What freelance founding design taught me

Vision alignment at the start saves redesign time at the end. The founder workshops in week one felt slow. In hindsight they were the most leveraged investment of the whole engagement. Every design decision that got made quickly later in the project was only possible because we'd already aligned on the vision, the non-negotiables, and the product principles upfront. With founders who have strong opinions, investing in that alignment early is non-negotiable.
Freelance presentations are design reviews and sales pitches simultaneously. When you're not on the payroll, every stakeholder session carries more weight — decisions get made, not deferred. This forced me to structure every presentation around the decision that needed to be made, not just the work I'd done. That discipline made the reviews faster, cleaner, and more productive than most in-house review cycles I'd experienced.

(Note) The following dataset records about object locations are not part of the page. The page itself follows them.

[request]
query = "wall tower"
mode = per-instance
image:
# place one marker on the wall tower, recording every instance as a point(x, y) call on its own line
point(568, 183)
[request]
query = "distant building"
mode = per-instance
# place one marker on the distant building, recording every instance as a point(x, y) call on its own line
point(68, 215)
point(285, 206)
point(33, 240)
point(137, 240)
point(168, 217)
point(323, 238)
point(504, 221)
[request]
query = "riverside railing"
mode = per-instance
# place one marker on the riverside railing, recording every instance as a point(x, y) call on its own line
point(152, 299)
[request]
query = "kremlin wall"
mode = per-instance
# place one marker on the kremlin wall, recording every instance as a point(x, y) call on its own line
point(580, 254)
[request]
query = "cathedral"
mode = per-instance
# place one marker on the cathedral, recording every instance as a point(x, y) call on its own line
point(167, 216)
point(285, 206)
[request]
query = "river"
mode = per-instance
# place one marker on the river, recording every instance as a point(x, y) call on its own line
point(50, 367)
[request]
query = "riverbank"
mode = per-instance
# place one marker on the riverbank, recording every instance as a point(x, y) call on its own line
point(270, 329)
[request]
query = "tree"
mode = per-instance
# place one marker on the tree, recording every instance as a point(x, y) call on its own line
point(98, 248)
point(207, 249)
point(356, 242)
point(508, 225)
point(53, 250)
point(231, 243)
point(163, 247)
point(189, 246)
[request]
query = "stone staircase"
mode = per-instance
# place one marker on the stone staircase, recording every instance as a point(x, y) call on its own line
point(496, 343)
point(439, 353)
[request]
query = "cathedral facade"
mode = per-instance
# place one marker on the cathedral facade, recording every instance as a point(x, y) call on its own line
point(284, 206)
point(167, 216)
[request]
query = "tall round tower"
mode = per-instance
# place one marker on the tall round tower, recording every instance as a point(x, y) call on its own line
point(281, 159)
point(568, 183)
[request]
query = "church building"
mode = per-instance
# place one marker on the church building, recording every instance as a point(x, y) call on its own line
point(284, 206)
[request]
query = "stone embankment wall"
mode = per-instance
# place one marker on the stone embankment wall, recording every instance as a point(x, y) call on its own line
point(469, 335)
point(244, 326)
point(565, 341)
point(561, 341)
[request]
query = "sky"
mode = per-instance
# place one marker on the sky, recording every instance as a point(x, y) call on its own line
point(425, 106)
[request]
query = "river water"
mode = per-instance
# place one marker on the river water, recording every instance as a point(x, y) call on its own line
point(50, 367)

Remote team leadership without authority requires over-communication by design. You can't nudge a designer in Kuala Lumpur by walking over to their desk. Clarity in written briefs, explicit ownership in Figma, and structured async feedback became the leadership tools. The designers didn't need management — they needed context, clarity, and a shared standard to work toward.
Figma documentation is the product when you're not in the same room as the dev team. I've always annotated Figma files, but this project raised the bar significantly. The CTO couldn't ask me a quick question in a hallway — the file had to anticipate every implementation question before it was asked. That standard of documentation is now something I bring to every project regardless of whether the team is remote.
If I were to revisit: I'd push harder for at least one round of genuine usability testing with buyers — not just founder and rider prototype reviews. The founders' deep MTB knowledge was invaluable, but it also created a potential blind spot: they already knew how to navigate the domain. A first-time buyer who was new to MTB parts would have surfaced different friction points in the compatibility filter that we may have missed.